Now let's write a FireWork script to do this, call it "fw-test.yaml". 

spec:
_tasks:
- _fw_name: ScriptTask
script: echo "hello!" >> hello.txt

Add it to the launchpad. Adding it multiple times will add multiple, identical tasks. 

%lpad add fw-test.yaml

%lpad add fw-test.yaml

 Now run the FireWork:

%rlaunch rapidfire

In this example we have used the option "rapidfire" instead of "singleshot". This will keep pulling jobs from the launchpad until all are completed. The output data (output files and job status) is given in "launcher_*" directories.
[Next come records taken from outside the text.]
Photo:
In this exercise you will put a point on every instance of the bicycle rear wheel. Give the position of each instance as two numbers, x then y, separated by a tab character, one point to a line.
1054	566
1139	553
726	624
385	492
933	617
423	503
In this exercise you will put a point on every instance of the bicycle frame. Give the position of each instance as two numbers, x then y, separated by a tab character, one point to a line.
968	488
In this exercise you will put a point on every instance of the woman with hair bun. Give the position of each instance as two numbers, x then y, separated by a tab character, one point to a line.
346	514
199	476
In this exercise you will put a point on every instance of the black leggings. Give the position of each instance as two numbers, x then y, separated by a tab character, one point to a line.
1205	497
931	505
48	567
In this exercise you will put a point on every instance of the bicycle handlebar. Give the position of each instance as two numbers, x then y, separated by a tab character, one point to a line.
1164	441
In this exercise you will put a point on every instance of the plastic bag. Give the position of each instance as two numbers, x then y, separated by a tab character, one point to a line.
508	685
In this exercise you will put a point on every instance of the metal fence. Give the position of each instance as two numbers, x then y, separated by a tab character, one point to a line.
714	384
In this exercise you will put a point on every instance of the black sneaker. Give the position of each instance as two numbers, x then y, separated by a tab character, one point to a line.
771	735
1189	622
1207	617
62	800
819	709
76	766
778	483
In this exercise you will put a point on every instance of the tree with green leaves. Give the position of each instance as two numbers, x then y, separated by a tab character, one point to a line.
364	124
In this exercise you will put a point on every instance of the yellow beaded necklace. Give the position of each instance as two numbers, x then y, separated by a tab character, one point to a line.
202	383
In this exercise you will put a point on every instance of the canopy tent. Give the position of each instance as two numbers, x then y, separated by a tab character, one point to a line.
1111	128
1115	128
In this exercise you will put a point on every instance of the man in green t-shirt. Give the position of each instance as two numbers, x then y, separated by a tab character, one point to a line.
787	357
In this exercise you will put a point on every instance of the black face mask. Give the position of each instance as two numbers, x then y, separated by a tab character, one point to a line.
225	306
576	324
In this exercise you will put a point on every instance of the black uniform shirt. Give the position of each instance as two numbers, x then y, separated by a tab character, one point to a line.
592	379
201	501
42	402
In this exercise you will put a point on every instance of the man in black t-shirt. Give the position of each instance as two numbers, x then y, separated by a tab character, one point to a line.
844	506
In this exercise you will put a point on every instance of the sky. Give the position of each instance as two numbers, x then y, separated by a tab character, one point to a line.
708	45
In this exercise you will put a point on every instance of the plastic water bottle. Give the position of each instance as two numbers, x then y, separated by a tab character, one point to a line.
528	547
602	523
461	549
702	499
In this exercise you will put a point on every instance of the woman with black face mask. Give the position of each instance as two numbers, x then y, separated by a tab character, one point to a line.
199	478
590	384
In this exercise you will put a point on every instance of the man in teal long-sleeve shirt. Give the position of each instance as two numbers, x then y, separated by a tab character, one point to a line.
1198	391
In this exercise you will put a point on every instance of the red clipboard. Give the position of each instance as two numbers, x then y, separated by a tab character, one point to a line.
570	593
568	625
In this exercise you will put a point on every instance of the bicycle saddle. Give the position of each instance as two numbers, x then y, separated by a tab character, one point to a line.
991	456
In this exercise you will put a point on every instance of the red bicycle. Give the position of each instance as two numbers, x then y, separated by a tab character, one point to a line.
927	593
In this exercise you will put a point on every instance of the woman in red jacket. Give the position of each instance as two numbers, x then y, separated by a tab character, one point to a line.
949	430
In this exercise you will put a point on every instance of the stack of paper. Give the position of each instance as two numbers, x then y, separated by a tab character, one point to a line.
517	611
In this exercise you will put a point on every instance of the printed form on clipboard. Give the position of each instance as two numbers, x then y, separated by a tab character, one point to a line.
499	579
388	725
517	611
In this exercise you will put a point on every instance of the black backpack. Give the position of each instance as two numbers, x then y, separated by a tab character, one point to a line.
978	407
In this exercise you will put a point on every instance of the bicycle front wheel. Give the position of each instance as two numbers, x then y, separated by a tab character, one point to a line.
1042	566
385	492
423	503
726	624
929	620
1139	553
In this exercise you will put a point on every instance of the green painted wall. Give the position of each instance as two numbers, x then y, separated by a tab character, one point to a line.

Batch job on Cori and Edison

To run in batch mode, you will need to define a "Fireworker". This can be as simple as the following:

The job that is sent to the batch system will want to pull down a job from the FireServer. It does this via a FireWorker script, which can be as simple as:

name: test Cori fireworker
category: ''
query: '{}'

 

The commands that exist by default in the FireWorks SLURM template are as follows. If you need to add more options, you can copy this file and add to the template as described here

#!/bin/bash -l

#SBATCH --nodes=$${nodes}
#SBATCH --ntasks=$${ntasks}
#SBATCH --ntasks-per-node=$${ntasks_per_node}
#SBATCH --cpus-per-task=$${cpus_per_task}
#SBATCH --gres=$${gres}
#SBATCH --qos=$${qos}
#SBATCH --time=$${walltime}
#SBATCH --partition=$${queue}
#SBATCH --account=$${account}
#SBATCH --job-name=$${job_name}
#SBATCH --license=$${license}
#SBATCH --output=$${job_name}-%j.out
#SBATCH --error=$${job_name}-%j.error
#SBATCH --constraint=$${constraint}

$${pre_rocket}
cd $${launch_dir}
$${rocket_launch}
$${post_rocket}

# CommonAdapter (SLURM) completed writing Template

You will need to write a queue adapter, which defines how the jobs will be launched into the queue. Note that you need to specify here all the usual SLURM options - if you do not, Fireworks will fail to launch with an  error message reading "RuntimeError: queue script could not be submitted, check queue script/queue adapter/queue server status!".  We've assume that the fireworker file is called "my_fireworker.yaml", and the launchpad file is "my_launchpad.yaml". 

_fw_name: CommonAdapter
_fw_q_type: SLURM
rocket_launch: rlaunch -w my_fireworker.yaml -l my_launchpad.yaml rapidfire
nnodes: 1
ppnode: 1
walltime: '00:20:00'
queue: debug
account: null
job_name: null
constraint: haswell
logdir: fw_logs/
pre_rocket: null
post_rocket: null

You can then submit to the batch system using the "qlaunch" command:

qlaunch -l my_launchpad.yaml -w my_fireworker.yaml  -q qadaptor.yaml singleshot

The output will show up in the  "fw_logs" directory.